Let’s make it a bit more complicated. Suppose there is a module red6/paypal in version 1.0.1, which needs red6/payment in version 1.7.0, and a module red6/paydirekt in version 1.3.0, which needs red6/payment in version 1.6.3. So far , there’s no problem; both modules can use the specified version of red6/payment, one module 1.7.0 and the other module 1.6.3. But what if we start a new project red6/checkout that uses both red6/paypal in version 1.0.1 and red6/paydirekt in version 1.3.0?

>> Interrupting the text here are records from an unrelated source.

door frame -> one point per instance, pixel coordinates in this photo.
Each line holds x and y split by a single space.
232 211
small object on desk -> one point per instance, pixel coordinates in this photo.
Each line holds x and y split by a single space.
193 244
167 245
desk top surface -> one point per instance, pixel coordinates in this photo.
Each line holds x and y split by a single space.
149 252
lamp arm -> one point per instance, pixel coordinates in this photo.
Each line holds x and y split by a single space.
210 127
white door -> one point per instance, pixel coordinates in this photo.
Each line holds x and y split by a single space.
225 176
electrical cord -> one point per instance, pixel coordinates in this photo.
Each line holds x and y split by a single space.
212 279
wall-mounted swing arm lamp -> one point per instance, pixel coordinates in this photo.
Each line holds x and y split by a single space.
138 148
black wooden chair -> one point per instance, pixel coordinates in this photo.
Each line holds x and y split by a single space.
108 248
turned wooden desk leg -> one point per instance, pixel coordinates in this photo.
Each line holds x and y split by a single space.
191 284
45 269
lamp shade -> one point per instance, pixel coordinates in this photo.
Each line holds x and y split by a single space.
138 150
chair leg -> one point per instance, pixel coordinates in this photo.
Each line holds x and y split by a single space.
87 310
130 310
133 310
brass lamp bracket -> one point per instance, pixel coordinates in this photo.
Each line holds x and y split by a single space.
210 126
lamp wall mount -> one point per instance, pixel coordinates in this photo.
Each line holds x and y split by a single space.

The import path of red6/payment in versions 1.6.3 and 1.7.0 is the same, so the build cannot use both versions, but must decide for one. So nothing is fixed: Go modules cannot use the specified version of red6/payment for both modules. To decide this, semantic versioning is used again. This leads to deciding on version 1.7.0, because both can work with it. Version 1.7.0 for the red6/payment package will then also be written into the go.sum of the new red6/checkout project. This will be checked in again, so that the build can also be repeated in the future.

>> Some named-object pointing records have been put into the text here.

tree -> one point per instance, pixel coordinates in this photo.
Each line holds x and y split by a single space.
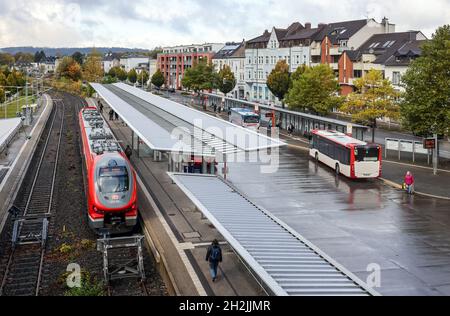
78 57
278 81
143 77
373 99
200 77
425 108
226 80
316 90
132 76
93 68
158 79
69 68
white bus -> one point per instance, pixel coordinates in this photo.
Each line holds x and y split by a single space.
346 155
244 117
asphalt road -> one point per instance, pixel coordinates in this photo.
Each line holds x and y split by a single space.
358 223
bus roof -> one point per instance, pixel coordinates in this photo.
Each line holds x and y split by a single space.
244 111
338 137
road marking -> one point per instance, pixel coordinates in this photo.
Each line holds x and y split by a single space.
181 247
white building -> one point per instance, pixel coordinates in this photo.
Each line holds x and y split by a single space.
263 53
233 55
133 62
389 53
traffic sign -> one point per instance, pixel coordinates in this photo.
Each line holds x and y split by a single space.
429 143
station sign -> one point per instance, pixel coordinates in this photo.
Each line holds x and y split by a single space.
429 143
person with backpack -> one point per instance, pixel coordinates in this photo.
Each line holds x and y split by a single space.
214 256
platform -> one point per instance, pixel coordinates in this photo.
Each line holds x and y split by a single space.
8 129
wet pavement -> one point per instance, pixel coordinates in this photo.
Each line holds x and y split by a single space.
357 223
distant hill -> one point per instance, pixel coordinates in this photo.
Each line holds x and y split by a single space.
65 51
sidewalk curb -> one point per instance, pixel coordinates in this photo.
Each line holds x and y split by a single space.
399 186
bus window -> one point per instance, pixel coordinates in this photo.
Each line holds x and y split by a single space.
367 153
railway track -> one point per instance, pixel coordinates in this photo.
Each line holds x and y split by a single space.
22 271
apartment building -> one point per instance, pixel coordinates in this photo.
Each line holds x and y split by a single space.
233 55
336 38
263 52
390 53
173 61
129 62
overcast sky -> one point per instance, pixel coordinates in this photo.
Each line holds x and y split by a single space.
150 23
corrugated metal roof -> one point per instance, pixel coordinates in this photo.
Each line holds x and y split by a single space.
287 263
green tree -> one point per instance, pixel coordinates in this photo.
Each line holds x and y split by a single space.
93 68
425 108
373 99
132 76
158 79
226 80
69 68
316 90
278 80
143 77
78 57
200 77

Main commands for Go modules
Go modules brings more commands to make dependencies easier to manage.
go get -u, all dependencies can be updated as usual. The new variant is
go get -u=patch, which upgrades all dependencies to the latest patch version.
go mod init
This command initializes a module in the current directory. If the current directory is available, the module path is initialized with the current path in the
GOPATH. Optionally, a module path can be specified via
go mod init red6/newmod.
go mod tidy
This command resets the module configuration to the source code. Dependencies that are no longer needed are removed, transitive dependencies are updated and cleaned up.
go mod graph
go mod graph displays the dependency graph on the command line. Graphical tools will follow.

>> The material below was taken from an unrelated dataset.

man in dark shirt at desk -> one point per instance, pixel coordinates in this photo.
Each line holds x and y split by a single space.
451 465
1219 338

Minimal version selection is simple and understandable, but new and very different from Rust’s cargo or Ruby’s bundler. Minimal Version Selection serves the principle of repetition. The principle of repetition means that the result of a build of a certain version must never change. A build must therefore always be repeatable and produce the same result, regardless of whether it is done today or in a year’s time. This provides stability and reliability in development. The Go team and Russ Cox in particular have put a lot of work into this concept. Cox has analyzed, collected data, compared algorithms, and tried many option. Cox’s blog entries on various aspects of Go modules are very extensive and an absolute must for anyone who wants to know more about this topic.
There remains one last principle of Go modules: cooperation.We all have to maintain the ecosystem of the Go packages together. The community cannot and should not avoid agreeing on tools without full cooperation from the entire Go community. We are the community, so we tasked with it making it better. Besides the Go language itself, the package ecosystem is the most important factor for Go’s success.
In time, we will see whether the experiment of the Go modules is successful. However, what’s important is the feedback from the community. We must tell the Go team what works well and what’s missing. Then, Go modules will become a success and will be adopted into Go 1.12 as a standard tool. Dependency management is one of the most important challenges for Go, according to the results of the Go Survey 2017, so solving this issue has important ramifications. For Go 2, there are still enough exciting topics for debate like generics and error handling.